Only Mary could have told the interior state of her mind, the doubts, the troubles, the mental inquiries, known only to herself. The rest of the interview, the magnificent and solemn words of the angel, in the nature of things could have come to the historian only through Mary's narrative.
"Thou shalt conceive and bring forth a Son and shalt call his name Jesus. He shall be great, and shall be called the Son of the Highest, and the Lord God shall give unto him the throne of his father David, and he shall reign over the house of Jacob forever, and of his kingdom there shall be no end."
In St. Matthew we have the history of the hesitation of Joseph, his manly delicacy and tenderness for his betrothed wife, and the divine message to him in a dream; all of which are things that could have been known only through his own narration.
We find also in this history, whose facts must have come from Joseph, a table of genealogy tracing his descent back to David, while in the account given by Mary in St. Luke there is another and different table of genealogy. The probable inference on the face of it would be that the one is the genealogy of Joseph and the other of Mary; and it confirms this supposition to find that she was spoken of in Rabbinic writings of an early period as the daughter of Heli,[3] who concludes the genealogy given in Luke, and on this supposition would be the father of Mary and grandfather of Jesus. Moreover, as the angel himself in announcing the birth of Christ laid special stress upon the fact that his mother was of the house of David, it is quite probable that the genealogy which proved that descent was very precious in Mary's eyes, and that this is therefore imbedded in the account which St. Luke derives from her, as the very chief treasure of her life. That genealogical record was probably the one hoarded gem of her poverty and neglect—like a crown jewel concealed in the humble cottage of an exiled queen.

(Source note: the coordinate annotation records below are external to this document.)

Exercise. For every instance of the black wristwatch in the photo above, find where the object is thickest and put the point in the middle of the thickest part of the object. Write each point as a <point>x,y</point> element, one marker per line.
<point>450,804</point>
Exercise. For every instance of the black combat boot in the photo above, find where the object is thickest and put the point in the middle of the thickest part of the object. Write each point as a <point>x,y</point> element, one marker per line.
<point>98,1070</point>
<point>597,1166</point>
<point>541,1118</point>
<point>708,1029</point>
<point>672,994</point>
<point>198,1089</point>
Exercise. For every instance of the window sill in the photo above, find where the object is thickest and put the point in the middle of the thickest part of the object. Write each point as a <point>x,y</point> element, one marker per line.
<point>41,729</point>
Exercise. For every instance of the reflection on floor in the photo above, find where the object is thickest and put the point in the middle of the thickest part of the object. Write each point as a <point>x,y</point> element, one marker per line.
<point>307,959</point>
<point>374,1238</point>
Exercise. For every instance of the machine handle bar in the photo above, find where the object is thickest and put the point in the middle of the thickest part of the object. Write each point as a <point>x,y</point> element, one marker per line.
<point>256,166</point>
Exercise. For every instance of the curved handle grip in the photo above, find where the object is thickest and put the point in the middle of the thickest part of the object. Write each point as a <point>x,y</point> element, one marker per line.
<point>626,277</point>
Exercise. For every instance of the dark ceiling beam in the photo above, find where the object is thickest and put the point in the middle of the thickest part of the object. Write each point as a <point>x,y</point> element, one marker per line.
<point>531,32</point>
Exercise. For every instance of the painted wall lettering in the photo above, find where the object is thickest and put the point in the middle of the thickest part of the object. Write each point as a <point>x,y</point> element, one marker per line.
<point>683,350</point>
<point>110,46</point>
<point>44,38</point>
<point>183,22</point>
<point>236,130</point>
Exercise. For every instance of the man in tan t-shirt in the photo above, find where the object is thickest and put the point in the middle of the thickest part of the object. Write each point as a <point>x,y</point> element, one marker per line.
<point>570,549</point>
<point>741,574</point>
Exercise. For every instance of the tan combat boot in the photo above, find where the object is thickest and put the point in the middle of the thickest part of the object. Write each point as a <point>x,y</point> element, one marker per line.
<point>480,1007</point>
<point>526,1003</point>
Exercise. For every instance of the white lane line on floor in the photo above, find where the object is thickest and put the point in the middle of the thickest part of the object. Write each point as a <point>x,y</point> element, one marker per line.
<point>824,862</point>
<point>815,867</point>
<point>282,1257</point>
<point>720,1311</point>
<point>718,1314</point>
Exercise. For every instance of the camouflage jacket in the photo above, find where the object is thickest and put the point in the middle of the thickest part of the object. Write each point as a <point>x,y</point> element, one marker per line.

When the conviction was brought home to both these hidden souls that their house was to be the recipient of this greatest of all honors, we can easily see how it must have been a treasury of secret and wonderful emotions and contemplations between them. A world of lofty thought and feeling from that hour belonged to those two of all the world, separating them far as heaven is above the earth from the sordid neighborhood of Nazareth. Every tie which connected them with the royal house of David must have been wakened to intense vitality. All the prophecies with regard to the future Messiah must have blazed with a new radiance in the firmament of their thoughts. The decree from Cæsar that all the world should be taxed, and the consequent movement towards a census of the Jewish nation, must have seemed to them a divine call and intimation to leave the village of Nazareth and go to their ancestral town, where prophecy had told them that the Messiah was to be born:—
"And thou Bethlehem-Ephratah, though thou be little among the thousands of Judah, yet out of thee shall come a Governor which shall rule my people Israel, whose goings forth have been from of old, from everlasting."
On this magnificent mystery were these two poor, obscure, simple people pondering in their hearts as they took their journey over the picturesque hill-country towards the beautiful little town of Bethlehem, the village of their fathers; Bethlehem, the city of the loving Ruth, and her descendant, the chivalrous poet king, David.
It seems they went there poor and without acquaintance, casting themselves in simple faith on the protection of God. The caravanserai of those days bore more resemblance to camping-huts than anything suggested by our modern inn. There was a raised platform which gave to the traveler simply space to spread his bed and lie down, while below this was the portion allotted to the feeding and accommodation of the animals.